Im in the same boat, bike-wise.

New '06 1300R, Clayton Mod (7 holes, all deep). Other than that, Bone Stock, 6 weeks old, 1900mi. (Yes, its new, '06, off showroom floor 6 weeks ago... long story, but in a nutshell, it was a title mixup and he couldnt sell the bike w/o a title)

However, I'm in the Midwest, so it gets cold (and I ride in the cold). They sure dont like the cold (60 or below, she gives me a fit to stay idling for a good 3-4 minutes). I NEVER use the choke. Never have, never will..

Seems to me your condition improved when you gave it more fuel, so logic dictates "Fuel Starvation".

I would take a look at a few things..

1) Type of Gas. Same all the time? Mix up the brands? Any consistency there if you think about it? I have had stations with some seriously crappy gas.

2) ALL rubber Venting/Air-type lines. These being Cracked, Split, loose, etc. can cause issues you are experiencing.

3) Electric, I would take a quick look at too. Everything tight? Nothing lookin bad at the ECM module? Broken wires, etc? I still stand by Fuel Starvation, but this is a common issue with VTX's.

I would also shy away from doing too much adjusting on the A/F, but I would turn it all the way in, and see where your setting is At Currently. They are Notoriously Lean from the Factory, and with the turning you did, you may still not be rich enough. I even spoke with my trusted mechanic about this, and he said, yes, you can turn it out 1/8 to 1/4 turn and richen it up a little and it WILL run Better.

Have you Ever had the gas tank off the bike? If yes, I would be looking hard at all those Air-Type hoses (Vaccum, Vent, blah, blah).

There was something with the Petcock also.. Can't remember exactly, but someone will chime in here about it.. Venting the fuel tank or something? Maybe when it quits, take off the gas cap and see if there is a Sucking Sound?

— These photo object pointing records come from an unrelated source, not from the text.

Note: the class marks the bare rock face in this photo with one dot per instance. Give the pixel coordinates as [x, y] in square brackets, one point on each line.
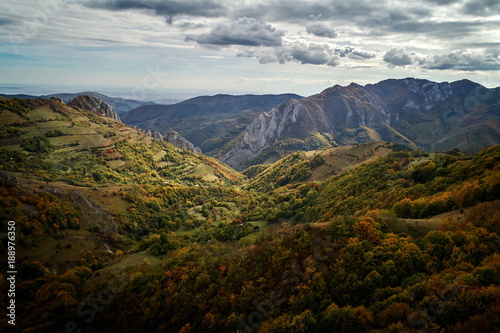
[174, 138]
[94, 105]
[431, 115]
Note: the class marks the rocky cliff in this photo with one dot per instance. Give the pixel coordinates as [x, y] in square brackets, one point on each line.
[434, 116]
[174, 138]
[94, 105]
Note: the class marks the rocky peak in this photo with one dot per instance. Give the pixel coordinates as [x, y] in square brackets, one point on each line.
[94, 105]
[57, 99]
[177, 140]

Fuel Filter is another one that popped into my head, but that would be more of a consistent problem. Something in the gas tank, maybe? Doesnt block the hole all the time, but once in awhile it does? To diagnose this, I would give the bike some good left/right movement to shake up the tank and try it (ie: moving the object away from the hole).

(Im "thinking out loud" at this point...)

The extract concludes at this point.